If you’re looking for the best beer in Germany, Berlin is not a bad place to start. Not only is there a burgeoning craft beer scene, but you can also drink beer freely on the street, a novel idea for many newcomers to the city. Read on to discover the top German beers to order in Berlin – from Fürstenberg and Krombacher Pils to Berliner Kindl Weisse.
Right off the bat, it’s important to understand that beer drinkers in Germany tend to be quite specific about the type of beer they prefer rather than just focusing on the brand. The Erdinger Hafeweizen is a popular choice of weissbier (white beer), pale and slightly golden in colour. This is a classic wheat beer brewed in Bavaria; it has a balanced flavour and a distinct German aroma.
A späti is one of the first things you’ll learn about in Germany’s capital. It refers to the little corner store that is open late, and almost all streets have one. More importantly, it’s where people pop in to grab a beer. Almost every späti will stock Sternberg. It’s a cult classic and the beer of the people. Cheap and a bit nasty, it’s not exactly one for the beer snobs – but everyone on the street is drinking it as their wegbier (beer on the go), and a trip to Berlin wouldn’t be complete with out trying one.
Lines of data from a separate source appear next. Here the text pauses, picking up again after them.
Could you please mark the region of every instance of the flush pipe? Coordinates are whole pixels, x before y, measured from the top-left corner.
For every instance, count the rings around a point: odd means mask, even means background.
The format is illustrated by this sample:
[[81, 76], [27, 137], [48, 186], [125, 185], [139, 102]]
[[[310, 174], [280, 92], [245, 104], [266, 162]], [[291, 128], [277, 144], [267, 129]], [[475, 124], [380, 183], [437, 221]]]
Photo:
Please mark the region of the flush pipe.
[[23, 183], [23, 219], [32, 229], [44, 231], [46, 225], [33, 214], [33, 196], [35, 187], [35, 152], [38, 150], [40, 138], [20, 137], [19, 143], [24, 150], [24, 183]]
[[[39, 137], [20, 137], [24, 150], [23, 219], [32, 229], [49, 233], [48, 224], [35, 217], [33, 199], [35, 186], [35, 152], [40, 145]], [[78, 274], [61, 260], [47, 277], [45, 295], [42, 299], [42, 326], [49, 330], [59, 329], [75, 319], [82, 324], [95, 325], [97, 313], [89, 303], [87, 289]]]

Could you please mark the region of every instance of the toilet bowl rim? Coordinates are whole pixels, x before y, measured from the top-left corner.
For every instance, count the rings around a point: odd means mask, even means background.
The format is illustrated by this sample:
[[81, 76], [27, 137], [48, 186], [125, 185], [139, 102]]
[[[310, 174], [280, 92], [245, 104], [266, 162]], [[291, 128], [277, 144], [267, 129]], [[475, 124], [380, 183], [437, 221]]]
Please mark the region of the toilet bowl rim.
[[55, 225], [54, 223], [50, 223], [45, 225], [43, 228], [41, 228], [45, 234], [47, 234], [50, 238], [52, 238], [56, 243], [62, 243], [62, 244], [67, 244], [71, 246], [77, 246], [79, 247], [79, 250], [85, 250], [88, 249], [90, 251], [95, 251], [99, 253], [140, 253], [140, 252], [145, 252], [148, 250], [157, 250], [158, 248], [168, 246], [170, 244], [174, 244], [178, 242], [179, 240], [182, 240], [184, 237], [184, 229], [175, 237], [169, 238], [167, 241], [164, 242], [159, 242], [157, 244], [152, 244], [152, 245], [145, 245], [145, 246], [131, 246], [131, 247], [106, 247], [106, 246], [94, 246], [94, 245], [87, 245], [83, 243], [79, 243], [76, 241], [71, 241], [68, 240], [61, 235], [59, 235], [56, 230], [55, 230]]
Augustiner is a classier option, and you’ll pay a little more for it, too. This full-flavoured Bavarian beer comes from Munich’s oldest independent brewery. It has become one of the most successful beers in Mitte, the centre of Berlin, without much advertising, and the label hasn’t changed for over 20 years. While other German breweries updated their bottles to a more modern and slimmer design, Augustiner stuck with its original, a bulky and retro form that only seems to add to its appeal among Berliners.
Berliner Kindl Weisse has historically been one of the most popular beers in the German capital. Even Napoleon’s men referred to it as the “champagne of the north”. This award-winning brew has a distinctly sour taste, a must-try when in the city. It also comes in three varieties: ohne schuss is the beer in all its natural glory, while ein rotes is slightly sweetened with raspberry syrup, and finally, the ein grünes, which is flavoured with green woodruff.
This has become a solid favourite among expats living in Berlin. The beer is cheap and widely available, and it comes with a subtle sweetness that makes it easy to drink. Pils is short for pilsner, and refers to the golden or straw-coloured beer and its earthy taste. Some say it is the world’s best pilsner, but that can be argued amongst you and your friends over a pint or three.
Fürstenberg Brewery is one of the oldest in the world, dating back to 1283. The small Black Forest establishment produces a pilsner like the Rothaus, mild with a slight bitterness that has its own character. It’s similar to a Helles lager – clean, crisp and refreshing – ideal for cooling down on a scorching day in summer. It tastes just as good from the bottle as it does vom fasse (on draught).
Another one from the pilsner family, Krombacher is certainly Germany’s most popular variety. You’ll see this beer everywhere, and it is readily available internationally, too. Produced in the Westphalia hills, it’s not as fruity or bitter as the other pilsners on this list, but has a more herbal flavour. It’s very easy to drink, which is why you’ll certainly sink a few of these whilst visiting the German capital.
This brewed beer from Saxonia is all about its simple, conscious packaging. With no logo or name and simply referred to as Bier, this brand aims at having no brand. The label is minimal and white, in an effort to diminish the visual pollution and advertising messages to which people in urban environments are constantly subjected. Their no-frills approach focuses on the product itself, which is a classic, full-bodied malt beer produced with bottom-fermented yeast.
At 4.8 % alcohol, this is a light and easy-to-drink beer that’s good to come home to after a long day at work. Brewed in the North-Rhine Westphalia region, this premium pilsner is slightly bitter with a firm taste and is the product of more than 260 years of brewing history.
We had to include at least one craft beer on our list, and for this category we recommend an excellent amber ale with a quirky name, Thirsty Lady. This comes from Heidenpeters, one of Berlin’s newest craft breweries located in the hip and gritty neighbourhood of Kreuzberg. The beer itself is an American-style blonde ale. The taste is round and refreshing, giving off citrus and other exotic aromas. Simply put, it’s a great thirst-quencher.